My favorite moment in the Book of Esther comes in Chapter 4. The Persian Jewish queen Esther learns that her uncle Mordechai is outside the city gates, in sackcloth and ashes, lamenting. She sends Hatach, a eunuch of her court, to Mordechai to learn what this is about. Mordechai sends word back with Hatach that the bigoted courtier Haman has bribed the king — Esther’s husband — into setting a date for a mandated genocidal pogrom against the Jews. He instructs Esther to go before the king and plead her people’s case.
At this point in the story, Esther is a closeted Jew whose husband has no idea of her heritage. She sends Hatach to tell Mordechai that she is not allowed to approach the king without being summoned and she has not been summoned in quite a while. Mordechai then sends Hatach, who by then must have been a little tired, back to tell Esther that this is her moment. Either she will aid her people or she and her line will perish. Mordechai observes, “Who knows if it was not for this moment that you attained the crown.”
Here, the story turns. Esther had the option of failing to approach her husband — who does come off as something of a drunken, erratic buffoon — and who, apparently, had done her the great favor of forgetting she existed. She could have lived a comfortable life in the harem under the king’s indifferent protection, availing herself of all the luxuries and entertainments the situation offered.
Instead, Esther sends Hatach to tell Mordechai, “Lech.” (Go.) Go and tell the people that she will indeed go to speak to the king “and if I am destroyed, I am destroyed.”
Then, Esther steps into a role of spiritual leadership for her people. The Book of Esther is famous for being the only book of Tanakh (Hebrew Bible) in which the name of G-d is not mentioned. However, Esther acknowledges, by the implication of her action, the Divine Presence.
She orders a three-day fast, an embodied prayer for G-d’s help, for all the Jews. She tells Mordechai to let the other Jews know that she and her women courtiers will be fasting with them. Like all good leaders, she does not demand from her people a sacrifice she is unwilling to make herself.
At this moment Esther steps into her authority, assuming the role of Esther ha-Malkah, Esther the Queen. Those of us who have lived for forty years or more in this complicated world, and have seen and thought through a few things, can learn from Esther. It’s time to drape ourselves in the authority of our Queen Years.
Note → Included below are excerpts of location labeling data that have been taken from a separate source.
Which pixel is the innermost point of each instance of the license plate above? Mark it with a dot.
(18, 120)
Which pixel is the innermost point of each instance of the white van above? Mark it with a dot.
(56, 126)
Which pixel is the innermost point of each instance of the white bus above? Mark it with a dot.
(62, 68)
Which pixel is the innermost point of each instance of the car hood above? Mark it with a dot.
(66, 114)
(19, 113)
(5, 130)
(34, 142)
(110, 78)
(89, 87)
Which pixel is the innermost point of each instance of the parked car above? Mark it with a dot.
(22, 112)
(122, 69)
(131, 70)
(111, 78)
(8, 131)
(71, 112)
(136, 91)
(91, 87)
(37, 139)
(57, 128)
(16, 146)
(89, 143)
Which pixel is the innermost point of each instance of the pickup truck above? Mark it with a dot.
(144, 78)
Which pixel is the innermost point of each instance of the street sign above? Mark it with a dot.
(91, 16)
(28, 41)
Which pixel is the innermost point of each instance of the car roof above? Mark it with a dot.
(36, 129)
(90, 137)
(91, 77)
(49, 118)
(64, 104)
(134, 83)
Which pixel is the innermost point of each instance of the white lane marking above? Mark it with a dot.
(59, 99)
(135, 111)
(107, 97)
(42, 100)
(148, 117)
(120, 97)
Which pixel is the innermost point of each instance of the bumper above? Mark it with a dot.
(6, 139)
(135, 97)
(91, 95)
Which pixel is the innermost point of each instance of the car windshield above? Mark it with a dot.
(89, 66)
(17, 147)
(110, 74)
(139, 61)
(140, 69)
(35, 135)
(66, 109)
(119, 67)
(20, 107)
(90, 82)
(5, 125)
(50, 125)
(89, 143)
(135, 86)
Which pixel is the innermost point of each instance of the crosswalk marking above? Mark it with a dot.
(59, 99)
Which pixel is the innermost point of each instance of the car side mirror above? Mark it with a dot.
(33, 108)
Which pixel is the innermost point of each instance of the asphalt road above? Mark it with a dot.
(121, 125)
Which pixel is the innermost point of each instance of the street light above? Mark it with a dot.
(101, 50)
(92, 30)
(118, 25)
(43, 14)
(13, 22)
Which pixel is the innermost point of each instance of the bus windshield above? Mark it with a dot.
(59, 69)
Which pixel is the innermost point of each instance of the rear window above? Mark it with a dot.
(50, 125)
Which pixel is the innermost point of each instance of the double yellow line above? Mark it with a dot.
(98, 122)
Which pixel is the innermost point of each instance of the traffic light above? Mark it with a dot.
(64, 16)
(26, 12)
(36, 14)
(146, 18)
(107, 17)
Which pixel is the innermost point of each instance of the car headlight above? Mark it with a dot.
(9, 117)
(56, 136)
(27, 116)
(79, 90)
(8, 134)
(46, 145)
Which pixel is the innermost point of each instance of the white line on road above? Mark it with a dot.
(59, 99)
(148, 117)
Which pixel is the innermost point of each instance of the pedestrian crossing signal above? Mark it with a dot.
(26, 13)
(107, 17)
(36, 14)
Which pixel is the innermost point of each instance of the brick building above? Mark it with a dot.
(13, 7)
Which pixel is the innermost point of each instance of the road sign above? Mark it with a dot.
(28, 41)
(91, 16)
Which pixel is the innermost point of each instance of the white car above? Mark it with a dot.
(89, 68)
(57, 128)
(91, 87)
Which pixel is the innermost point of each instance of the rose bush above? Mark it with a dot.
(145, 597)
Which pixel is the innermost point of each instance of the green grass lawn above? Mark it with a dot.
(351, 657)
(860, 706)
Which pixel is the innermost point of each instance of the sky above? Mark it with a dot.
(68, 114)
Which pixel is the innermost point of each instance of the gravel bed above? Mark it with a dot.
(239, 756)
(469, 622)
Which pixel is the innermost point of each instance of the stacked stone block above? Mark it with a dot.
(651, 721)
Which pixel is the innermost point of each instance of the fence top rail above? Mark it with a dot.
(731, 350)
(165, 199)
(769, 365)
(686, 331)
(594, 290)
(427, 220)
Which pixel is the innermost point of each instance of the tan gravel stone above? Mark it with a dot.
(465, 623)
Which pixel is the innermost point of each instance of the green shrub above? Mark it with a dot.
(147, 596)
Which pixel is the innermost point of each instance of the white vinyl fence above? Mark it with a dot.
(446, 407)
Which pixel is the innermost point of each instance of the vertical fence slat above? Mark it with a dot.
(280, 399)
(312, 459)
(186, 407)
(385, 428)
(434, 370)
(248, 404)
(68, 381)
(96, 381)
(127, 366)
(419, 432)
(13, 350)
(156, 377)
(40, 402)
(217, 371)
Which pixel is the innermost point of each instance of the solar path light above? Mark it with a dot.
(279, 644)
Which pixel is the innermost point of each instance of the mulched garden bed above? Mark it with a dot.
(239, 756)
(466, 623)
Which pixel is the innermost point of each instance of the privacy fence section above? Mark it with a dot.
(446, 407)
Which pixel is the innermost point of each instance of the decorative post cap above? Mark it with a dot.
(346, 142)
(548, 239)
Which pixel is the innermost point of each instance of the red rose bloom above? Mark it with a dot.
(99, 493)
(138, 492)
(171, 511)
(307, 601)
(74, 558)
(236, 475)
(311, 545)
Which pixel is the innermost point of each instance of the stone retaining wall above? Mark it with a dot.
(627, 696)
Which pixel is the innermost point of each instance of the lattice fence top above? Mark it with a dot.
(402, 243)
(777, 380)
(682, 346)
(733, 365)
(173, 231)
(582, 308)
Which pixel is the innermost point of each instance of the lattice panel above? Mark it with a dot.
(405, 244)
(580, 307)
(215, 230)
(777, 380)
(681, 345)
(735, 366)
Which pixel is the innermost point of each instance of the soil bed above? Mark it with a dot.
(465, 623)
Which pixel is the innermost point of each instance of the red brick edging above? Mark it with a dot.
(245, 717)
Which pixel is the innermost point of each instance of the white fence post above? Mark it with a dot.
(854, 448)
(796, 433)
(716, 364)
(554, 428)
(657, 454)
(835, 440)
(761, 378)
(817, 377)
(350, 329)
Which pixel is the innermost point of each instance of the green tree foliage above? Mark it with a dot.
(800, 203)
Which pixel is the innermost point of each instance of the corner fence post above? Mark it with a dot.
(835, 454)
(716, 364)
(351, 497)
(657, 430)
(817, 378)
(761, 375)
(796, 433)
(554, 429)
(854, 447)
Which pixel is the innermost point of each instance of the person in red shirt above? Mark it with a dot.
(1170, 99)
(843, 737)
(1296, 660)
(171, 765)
Sometimes that means taking on behaviors and styles that have intimidated us in the past. Purim, the holiday that celebrates Esther’s triumph, is a time for masquerade, for costumes and masks that hide our faces — or reveal hidden sides of ourselves that we invite out to play. Esther’s Purim story is about performance; masking and unmasking, doling out truths at strategic moments.
It kicks into high gear with Mordechai’s public performance of grief. In sackcloth and ashes, he wails his story immoderately in public, at the well-traveled city gates. No one who encountered him could pretend that, whatever happened to the Jews, they couldn’t possibly have known that anything was wrong.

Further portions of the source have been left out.